CITY HALL — A proposal to build a five-story storage warehouse in the heart of Jefferson Park overcame a thicket of obstacles and delays to score the unanimous blessing of a key committee on Monday, all but closing the book on a months-long saga that became intertwined with a plan to build mixed-income apartments next door.
Under the plan approved by the City Council's zoning committee, LSC Development would demolish the building now standing at 5150 N. Northwest Hwy., the former home of the FSP food distribution center. In its place would stand a five-story, 68-foot masonry building with offices on the first floor.
Its zoning change sets the stage for construction of a 100-unit housing complex next door, which would rent 80 apartments below market rate and reserve up to 30 apartments for CHA voucher-holders. Developer Full Circle Communities has vowed to target the units toward veterans and people with disabilities.
However, Full Circle still needs to submit its own proposal to the committee and the Chicago Plan Commission before it can start building the apartments.
A projected view of the warehouse from the north [LSC Development]
The 3½-hour hearing Monday featured testimony from dozens of speakers for and against the proposal, filling a tense Council chamber with accusations of racism and corruption over an issue that's rippled across the city. Few in attendance mentioned the storage warehouse.
"It's ridiculous that we have to keep coming down here, week after week to tell you that the community has rejected this," said two-time aldermanic candidate John Garrido, a leading organizer against the development.

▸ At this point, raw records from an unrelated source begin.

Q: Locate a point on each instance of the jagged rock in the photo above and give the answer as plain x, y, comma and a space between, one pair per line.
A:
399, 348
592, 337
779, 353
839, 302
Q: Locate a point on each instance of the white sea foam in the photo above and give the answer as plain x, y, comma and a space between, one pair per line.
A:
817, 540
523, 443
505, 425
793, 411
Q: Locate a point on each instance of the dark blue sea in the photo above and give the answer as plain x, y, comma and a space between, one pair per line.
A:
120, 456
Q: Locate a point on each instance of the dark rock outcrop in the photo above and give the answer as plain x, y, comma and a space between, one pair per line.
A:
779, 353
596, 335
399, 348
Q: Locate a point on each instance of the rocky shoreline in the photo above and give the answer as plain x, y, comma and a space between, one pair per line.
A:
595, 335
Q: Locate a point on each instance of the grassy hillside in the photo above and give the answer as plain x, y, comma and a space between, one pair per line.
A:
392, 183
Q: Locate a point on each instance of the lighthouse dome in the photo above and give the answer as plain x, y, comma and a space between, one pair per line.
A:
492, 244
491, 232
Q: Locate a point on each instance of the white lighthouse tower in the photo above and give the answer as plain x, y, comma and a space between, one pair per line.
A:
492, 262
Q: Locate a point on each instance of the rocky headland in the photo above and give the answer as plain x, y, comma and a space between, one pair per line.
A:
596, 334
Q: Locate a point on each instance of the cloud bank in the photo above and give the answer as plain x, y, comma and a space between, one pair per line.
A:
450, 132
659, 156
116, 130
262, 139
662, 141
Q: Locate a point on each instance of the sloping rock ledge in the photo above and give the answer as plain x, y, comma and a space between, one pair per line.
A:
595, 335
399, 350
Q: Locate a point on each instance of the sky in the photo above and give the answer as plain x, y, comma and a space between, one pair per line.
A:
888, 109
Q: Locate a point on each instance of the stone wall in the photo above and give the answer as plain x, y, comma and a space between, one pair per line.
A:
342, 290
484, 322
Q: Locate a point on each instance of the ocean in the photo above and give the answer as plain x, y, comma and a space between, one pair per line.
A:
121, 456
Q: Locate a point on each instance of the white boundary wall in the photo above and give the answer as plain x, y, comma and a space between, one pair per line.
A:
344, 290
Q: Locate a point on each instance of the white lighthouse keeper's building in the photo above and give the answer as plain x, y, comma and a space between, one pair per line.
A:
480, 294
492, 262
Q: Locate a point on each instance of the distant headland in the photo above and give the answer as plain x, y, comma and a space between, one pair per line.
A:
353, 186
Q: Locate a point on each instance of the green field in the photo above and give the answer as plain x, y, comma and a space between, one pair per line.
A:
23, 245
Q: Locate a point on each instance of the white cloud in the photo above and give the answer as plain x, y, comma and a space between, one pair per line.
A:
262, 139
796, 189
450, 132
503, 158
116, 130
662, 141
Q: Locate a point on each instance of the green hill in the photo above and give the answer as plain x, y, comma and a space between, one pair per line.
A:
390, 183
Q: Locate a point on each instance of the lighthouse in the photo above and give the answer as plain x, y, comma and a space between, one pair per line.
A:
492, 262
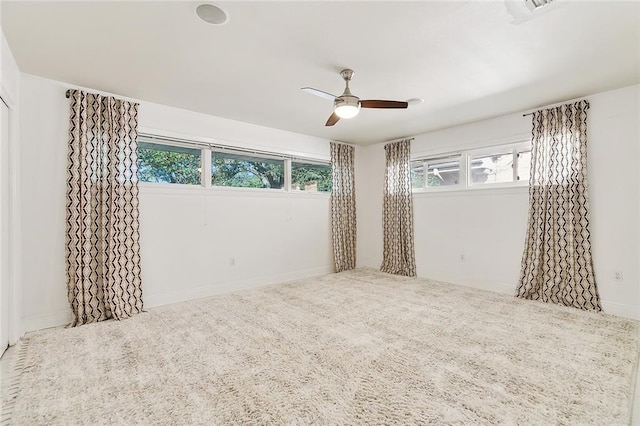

"What's the point of having a public process if you're not even going to listen to us?" Garrido said. "We're sick of this bull. We're tired of it."
The proposal sailed through the Chicago Plan Commission on March 16, but 14th Ward Ald. Ed Burke stepped in to block its passage in the zoning committee on March 27. It was again delayed last month, when committee chairman, 25th Ward Ald. Danny Solis, scheduled an unprecedented special zoning meeting to allow hundreds of public speakers to lend their voices Monday.
The debate has consumed the neighborhood since a raucous Feb. 9 meeting that was called to discuss the project, when speaker after speaker railed against the affordable units' potential to bring violent crime into a neighborhood known for its relative safety. Since then, opponents have mostly constrained their arguments to concerns about the building's height and its potential impact on traffic and school crowding.
"I've been living in the neighborhood for over a decade, and I can tell you that a building this tall will change the community," Sijis Aviles testified. "I chose to live in Jefferson Park because of its small town feel, and a higher building will just mean more density."
A projected overhead view of the warehouse and surrounding area [LSC Development]
The zoning change was explosive enough to spawn two neighborhood groups representing opposite sides of the debate. They faced off last week with dueling press conferences centering on the question of whether racial animus fuels opposition to the project.
Ald. Anthony Napolitano (41st) joined opponents to say that Arena was "not listening to residents" in his ward.
But on Monday, a gaggle of alderman stood behind Arena when he said the neighbors who spoke out against the proposal in February "do not represent Jefferson Park, do not represent the 45th Ward, do not represent the Northwest Side, do not represent the City of Chicago."
"I am standing strong in the face of that rhetoric to tell those folks that you have the right to speak your mind, but in the 45th Ward we will speak ours," Arena said. "I hope this conversation will empower and embolden folks who have been silenced ... folks in the disabled community who couldn't fight their way past that kind of anger."
Many opponents of the warehouse on Monday called out the proposal's winding path to approval, citing a legal settlement opening up the city to a potential lawsuit if officials don't green-light the proposal.
In April 2016, the developer scored a permit to renovate the existing building and convert it into a storage warehouse, but Arena changed the zoning before construction could start. LSC Development sued the city in June, alleging Arena's "unreasonable neglect" caused the company "substantial financial damage."
The legal fight culminated in a settlement signed on Jan. 27 — one day after the five-story blueprint was made public — compelling the alderman to "agree to support and not to challenge" the new plan or risk triggering the developer's lawsuit anew. The agreement also gives the Council until July 25 to approve the zoning change allowing the project to move forward.
Opponents like Richard Gengler, a co-founder of Northwest Side Unite, seized on the unconventional process, saying Monday that it would "set a dangerous precedent" for future developments.
"After this, any alderman who wants to increase the value of a property can go and spot-downzone something, block development, invite a lawsuit and draw a settlement that bargains away our zoning," Gengler said. "How could you possibly let that stand?"
Attorney Peter Stasiewicz, who represents the plaintiffs, suggested that he would file an emergency injunction to delay the project.
Stasiewicz could not immediately be reached for comment on Monday.